DIN1007_BLOCO4Os debates incluem a convocação de mais de 100 especialistas e ao menos 16 audiências públicas por todo o Brasil. Os analistas enxergam menos resistência nas mudanças, o que poderia fazer com que a aprovação saísse antes da reforma da Previdência. O governo Temer também decidiu endossar o texto da reforma tributária em tramitação no Congresso. A previsão é extinguir seis tributos e agregar a maioria deles no Imposto sobre Valor Agregado (IVA), cuja arrecadação ficaria a cargo de um Superfisco. No conjunto da reforma, que vem sendo debatida com o secretário da Receita Federal, Jorge Rachid, também está prevista a recriação da Contribuição sobre Movimentação Financeira (CPMF).

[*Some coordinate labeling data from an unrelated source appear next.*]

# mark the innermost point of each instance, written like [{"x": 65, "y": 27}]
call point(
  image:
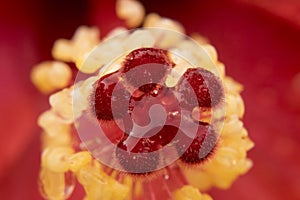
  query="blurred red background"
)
[{"x": 259, "y": 42}]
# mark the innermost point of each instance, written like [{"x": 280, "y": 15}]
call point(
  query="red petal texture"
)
[{"x": 257, "y": 40}]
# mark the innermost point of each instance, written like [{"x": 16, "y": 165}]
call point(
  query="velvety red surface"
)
[{"x": 260, "y": 47}]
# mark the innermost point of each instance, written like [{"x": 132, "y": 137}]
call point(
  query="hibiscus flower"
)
[{"x": 260, "y": 48}]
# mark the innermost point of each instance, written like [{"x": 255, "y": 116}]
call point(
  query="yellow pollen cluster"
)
[{"x": 62, "y": 163}]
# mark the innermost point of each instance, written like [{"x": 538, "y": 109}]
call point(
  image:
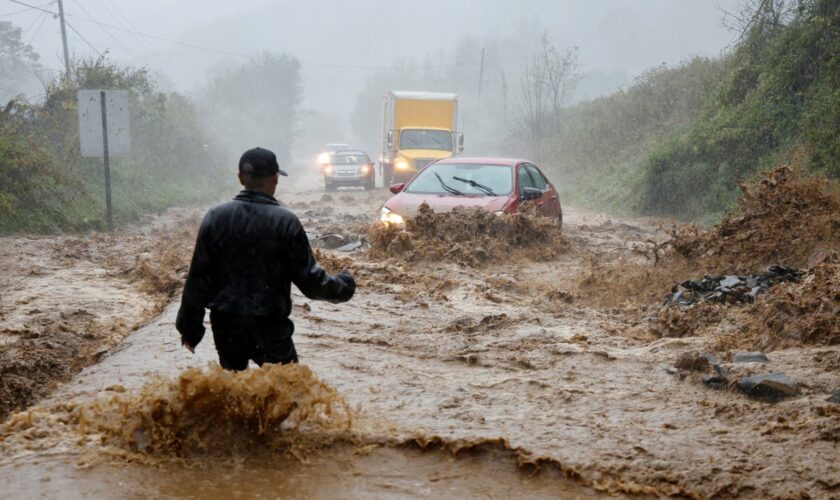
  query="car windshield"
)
[
  {"x": 472, "y": 179},
  {"x": 351, "y": 159},
  {"x": 425, "y": 139}
]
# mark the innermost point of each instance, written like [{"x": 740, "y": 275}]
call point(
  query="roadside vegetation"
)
[
  {"x": 45, "y": 185},
  {"x": 679, "y": 140},
  {"x": 177, "y": 156}
]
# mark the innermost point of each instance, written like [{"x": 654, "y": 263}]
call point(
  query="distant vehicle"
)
[
  {"x": 329, "y": 149},
  {"x": 417, "y": 129},
  {"x": 349, "y": 168},
  {"x": 499, "y": 185}
]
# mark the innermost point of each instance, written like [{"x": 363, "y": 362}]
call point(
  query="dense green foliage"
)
[
  {"x": 595, "y": 157},
  {"x": 46, "y": 186},
  {"x": 254, "y": 104},
  {"x": 782, "y": 95}
]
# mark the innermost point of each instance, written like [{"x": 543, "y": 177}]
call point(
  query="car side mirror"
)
[{"x": 531, "y": 194}]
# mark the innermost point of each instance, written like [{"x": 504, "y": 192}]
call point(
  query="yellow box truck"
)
[{"x": 417, "y": 129}]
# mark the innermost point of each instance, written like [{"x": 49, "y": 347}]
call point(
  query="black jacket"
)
[{"x": 248, "y": 253}]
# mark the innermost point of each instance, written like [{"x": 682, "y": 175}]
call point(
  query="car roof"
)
[{"x": 485, "y": 160}]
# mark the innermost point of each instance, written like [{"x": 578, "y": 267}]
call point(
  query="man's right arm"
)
[
  {"x": 190, "y": 321},
  {"x": 310, "y": 277}
]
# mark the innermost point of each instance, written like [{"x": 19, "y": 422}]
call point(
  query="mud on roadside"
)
[{"x": 66, "y": 300}]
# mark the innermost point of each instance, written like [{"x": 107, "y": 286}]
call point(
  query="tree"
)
[
  {"x": 546, "y": 83},
  {"x": 18, "y": 62},
  {"x": 255, "y": 104}
]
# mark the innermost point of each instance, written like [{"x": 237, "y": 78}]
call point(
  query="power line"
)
[
  {"x": 202, "y": 47},
  {"x": 37, "y": 30},
  {"x": 34, "y": 7},
  {"x": 8, "y": 14}
]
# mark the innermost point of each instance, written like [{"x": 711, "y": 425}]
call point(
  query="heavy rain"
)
[{"x": 459, "y": 249}]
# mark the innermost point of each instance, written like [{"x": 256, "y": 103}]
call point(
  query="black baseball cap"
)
[{"x": 259, "y": 162}]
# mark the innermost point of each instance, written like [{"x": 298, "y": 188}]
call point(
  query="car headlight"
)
[{"x": 389, "y": 217}]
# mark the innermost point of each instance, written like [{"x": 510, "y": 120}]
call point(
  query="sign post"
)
[{"x": 104, "y": 132}]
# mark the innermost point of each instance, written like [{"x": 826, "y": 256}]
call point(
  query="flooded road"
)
[{"x": 516, "y": 378}]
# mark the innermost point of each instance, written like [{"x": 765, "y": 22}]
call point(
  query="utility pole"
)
[
  {"x": 481, "y": 73},
  {"x": 64, "y": 39}
]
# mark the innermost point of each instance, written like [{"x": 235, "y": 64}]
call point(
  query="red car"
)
[{"x": 500, "y": 185}]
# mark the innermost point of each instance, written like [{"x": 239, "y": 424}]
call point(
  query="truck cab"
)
[{"x": 418, "y": 129}]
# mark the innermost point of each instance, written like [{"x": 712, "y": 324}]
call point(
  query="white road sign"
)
[{"x": 90, "y": 122}]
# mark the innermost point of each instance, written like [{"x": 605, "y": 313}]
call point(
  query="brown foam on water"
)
[
  {"x": 468, "y": 236},
  {"x": 217, "y": 409},
  {"x": 201, "y": 412},
  {"x": 215, "y": 419}
]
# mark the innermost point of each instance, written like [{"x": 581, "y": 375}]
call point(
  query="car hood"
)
[{"x": 407, "y": 204}]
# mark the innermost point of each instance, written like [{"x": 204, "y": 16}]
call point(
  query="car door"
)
[
  {"x": 550, "y": 203},
  {"x": 523, "y": 180}
]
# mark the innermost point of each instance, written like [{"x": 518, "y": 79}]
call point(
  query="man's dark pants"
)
[{"x": 263, "y": 339}]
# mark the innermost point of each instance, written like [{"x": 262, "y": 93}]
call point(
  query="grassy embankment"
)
[
  {"x": 680, "y": 139},
  {"x": 45, "y": 186}
]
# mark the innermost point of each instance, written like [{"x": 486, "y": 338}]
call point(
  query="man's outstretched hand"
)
[{"x": 189, "y": 347}]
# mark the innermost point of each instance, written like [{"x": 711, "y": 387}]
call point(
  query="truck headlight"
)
[{"x": 389, "y": 217}]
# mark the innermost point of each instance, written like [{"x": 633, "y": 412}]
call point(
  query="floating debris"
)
[
  {"x": 730, "y": 289},
  {"x": 770, "y": 386},
  {"x": 750, "y": 357}
]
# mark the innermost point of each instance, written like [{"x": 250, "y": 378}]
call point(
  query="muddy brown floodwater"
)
[{"x": 508, "y": 378}]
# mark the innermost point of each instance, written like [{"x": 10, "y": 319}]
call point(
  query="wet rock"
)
[
  {"x": 729, "y": 282},
  {"x": 692, "y": 361},
  {"x": 772, "y": 386},
  {"x": 349, "y": 247},
  {"x": 750, "y": 357}
]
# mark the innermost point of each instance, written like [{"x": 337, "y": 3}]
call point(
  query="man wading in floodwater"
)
[{"x": 248, "y": 253}]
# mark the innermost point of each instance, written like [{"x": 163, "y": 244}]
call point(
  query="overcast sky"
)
[{"x": 341, "y": 42}]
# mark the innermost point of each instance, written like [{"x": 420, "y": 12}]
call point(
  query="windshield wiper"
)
[
  {"x": 476, "y": 185},
  {"x": 448, "y": 189}
]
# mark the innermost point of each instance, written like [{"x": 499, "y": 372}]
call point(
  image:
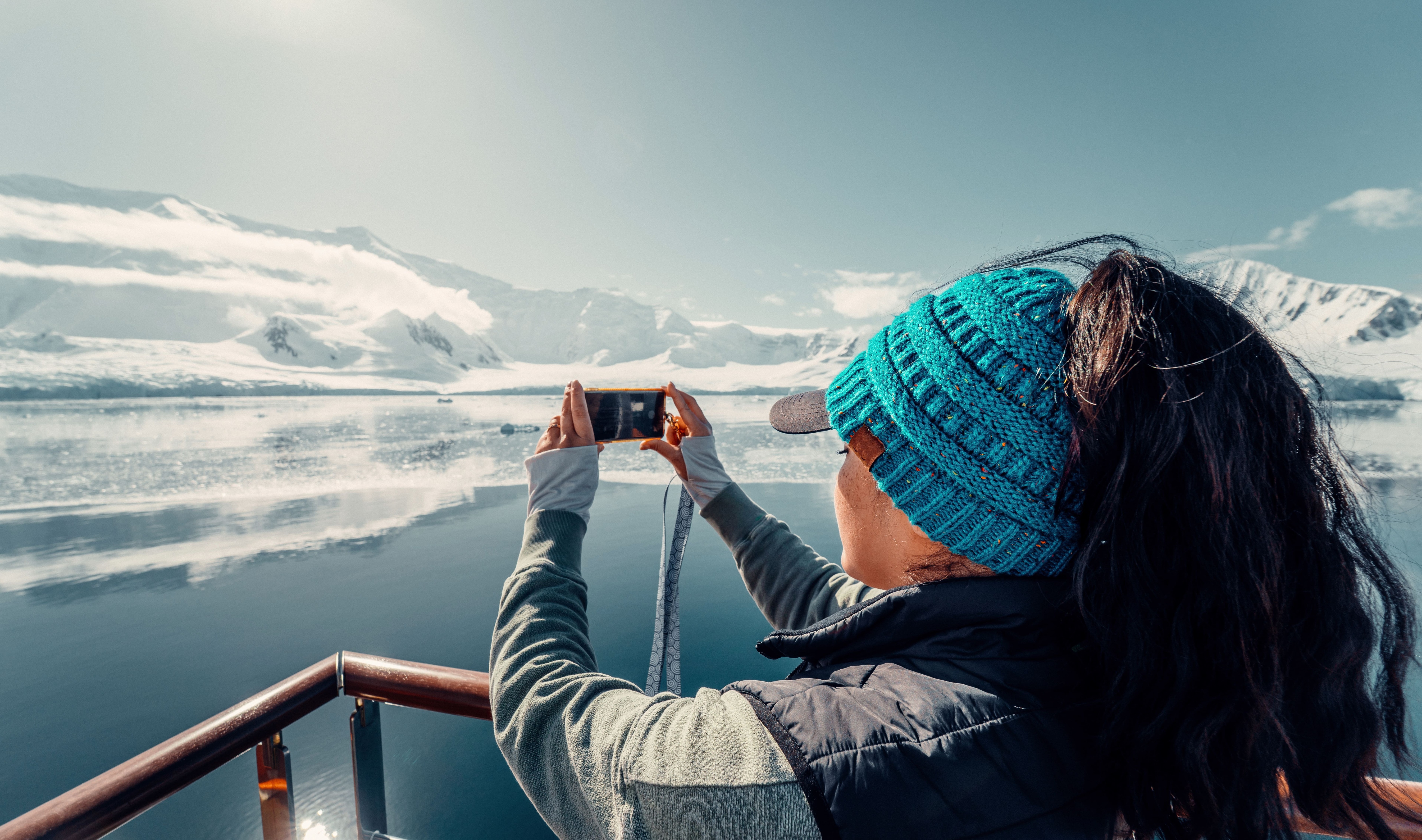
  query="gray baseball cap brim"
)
[{"x": 801, "y": 414}]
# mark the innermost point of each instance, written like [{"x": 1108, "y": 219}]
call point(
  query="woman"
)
[{"x": 1103, "y": 571}]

Em reunião no Palácio do Planalto, na terça-feira 21, Luiz Carlos Hauly (PSDB-RN), ex-secretário da Fazenda do Paraná e relator da proposta, buscou afinar o texto com o governo. Segundo ele, o mecanismo que garante a manutenção da partilha atual dos recursos por um período de cinco anos aumenta as chances de apreciação desta vez. “A reforma tributária está mais avançada porque tem uma comissão instalada há mais de um ano”, afirma Hauly. “Tão logo a gente chegue a um consenso do texto, o que deve durar mais uns dois meses, ela pode ir a plenário.”

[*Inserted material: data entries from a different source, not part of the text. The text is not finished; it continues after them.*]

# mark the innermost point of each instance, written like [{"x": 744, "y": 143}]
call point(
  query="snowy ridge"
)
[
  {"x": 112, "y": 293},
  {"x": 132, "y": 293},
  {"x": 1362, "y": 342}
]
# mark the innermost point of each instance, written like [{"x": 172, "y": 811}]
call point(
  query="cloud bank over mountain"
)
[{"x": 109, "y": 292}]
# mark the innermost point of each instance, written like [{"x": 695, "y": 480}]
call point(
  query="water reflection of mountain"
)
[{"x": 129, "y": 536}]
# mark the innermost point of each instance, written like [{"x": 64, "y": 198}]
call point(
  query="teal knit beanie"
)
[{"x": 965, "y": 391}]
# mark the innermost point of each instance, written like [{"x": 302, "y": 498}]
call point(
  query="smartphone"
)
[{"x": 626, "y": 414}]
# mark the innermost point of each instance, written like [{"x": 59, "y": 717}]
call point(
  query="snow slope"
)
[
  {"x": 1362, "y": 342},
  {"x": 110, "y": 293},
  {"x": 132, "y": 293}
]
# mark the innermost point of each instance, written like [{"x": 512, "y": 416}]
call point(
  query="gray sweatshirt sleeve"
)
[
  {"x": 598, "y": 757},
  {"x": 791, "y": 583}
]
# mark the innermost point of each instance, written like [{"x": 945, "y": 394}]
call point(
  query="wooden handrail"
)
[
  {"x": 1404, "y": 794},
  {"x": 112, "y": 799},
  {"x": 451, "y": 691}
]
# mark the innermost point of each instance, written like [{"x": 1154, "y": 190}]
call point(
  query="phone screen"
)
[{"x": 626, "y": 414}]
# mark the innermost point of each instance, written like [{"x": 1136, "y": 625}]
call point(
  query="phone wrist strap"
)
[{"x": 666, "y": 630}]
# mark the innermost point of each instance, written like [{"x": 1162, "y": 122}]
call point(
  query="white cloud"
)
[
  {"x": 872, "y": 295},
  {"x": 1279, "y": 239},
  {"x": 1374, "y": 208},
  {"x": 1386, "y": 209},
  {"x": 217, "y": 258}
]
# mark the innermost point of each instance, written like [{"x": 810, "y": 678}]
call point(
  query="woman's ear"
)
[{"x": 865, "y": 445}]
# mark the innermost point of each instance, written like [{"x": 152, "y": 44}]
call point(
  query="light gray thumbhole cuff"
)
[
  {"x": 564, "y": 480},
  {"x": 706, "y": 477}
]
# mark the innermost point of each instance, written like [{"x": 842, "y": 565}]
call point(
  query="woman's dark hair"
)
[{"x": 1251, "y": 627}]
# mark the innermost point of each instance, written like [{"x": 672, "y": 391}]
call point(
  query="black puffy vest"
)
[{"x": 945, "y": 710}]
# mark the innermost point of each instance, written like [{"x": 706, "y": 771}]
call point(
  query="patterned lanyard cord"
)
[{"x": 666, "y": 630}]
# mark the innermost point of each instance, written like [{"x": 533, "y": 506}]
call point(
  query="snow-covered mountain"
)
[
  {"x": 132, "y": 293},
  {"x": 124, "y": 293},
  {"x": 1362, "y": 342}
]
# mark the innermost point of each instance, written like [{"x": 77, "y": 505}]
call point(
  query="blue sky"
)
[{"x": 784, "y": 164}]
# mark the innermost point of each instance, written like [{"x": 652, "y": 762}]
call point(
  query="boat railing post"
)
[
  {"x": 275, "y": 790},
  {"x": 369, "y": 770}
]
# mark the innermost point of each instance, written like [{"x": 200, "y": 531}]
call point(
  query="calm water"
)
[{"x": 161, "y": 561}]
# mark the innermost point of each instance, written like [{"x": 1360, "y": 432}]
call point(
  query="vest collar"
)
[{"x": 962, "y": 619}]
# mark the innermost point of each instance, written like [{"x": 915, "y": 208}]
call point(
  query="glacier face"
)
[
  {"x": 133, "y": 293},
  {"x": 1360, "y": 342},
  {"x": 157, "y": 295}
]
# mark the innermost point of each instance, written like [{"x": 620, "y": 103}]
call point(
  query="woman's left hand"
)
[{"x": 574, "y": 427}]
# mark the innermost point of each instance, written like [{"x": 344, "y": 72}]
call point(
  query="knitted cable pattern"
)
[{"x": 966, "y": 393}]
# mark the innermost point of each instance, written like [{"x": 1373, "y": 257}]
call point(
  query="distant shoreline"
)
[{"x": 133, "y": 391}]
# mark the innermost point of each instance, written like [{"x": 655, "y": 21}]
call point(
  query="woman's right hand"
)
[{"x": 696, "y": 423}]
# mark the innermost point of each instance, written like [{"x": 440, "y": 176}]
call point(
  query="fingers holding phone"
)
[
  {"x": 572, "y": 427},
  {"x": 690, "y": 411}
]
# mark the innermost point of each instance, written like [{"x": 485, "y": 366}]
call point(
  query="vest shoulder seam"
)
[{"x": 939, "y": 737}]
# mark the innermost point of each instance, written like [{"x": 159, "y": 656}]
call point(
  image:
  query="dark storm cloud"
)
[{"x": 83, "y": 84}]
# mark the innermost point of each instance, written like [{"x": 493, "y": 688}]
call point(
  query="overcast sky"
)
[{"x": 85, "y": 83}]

A questão tributária é vista como complexa pelos analistas, que consideram improvável uma aprovação neste ano, ao contrário do relator. Para eles, faz sentido uma pauta com reformas simultâneas. “Há lógica em tentar colocar tudo sabendo que não vai conseguir aprovar na íntegra”, diz Melo. “Conseguir um pouco de cada, vai significar algo.” Para a economia, o resultado significaria um ambiente de negócios mais dinâmico, com mais chances de garantir a sustentabilidade de juros razoáveis como cobrado pelo bloco da avenida Paulista. Em tempo: na reunião de quarta-feira 22, o Comitê de Política Monetária (Copom) do Banco Central reduziu a taxa básica em 0,75 ponto percentual, repetindo a decisão do encontro anterior.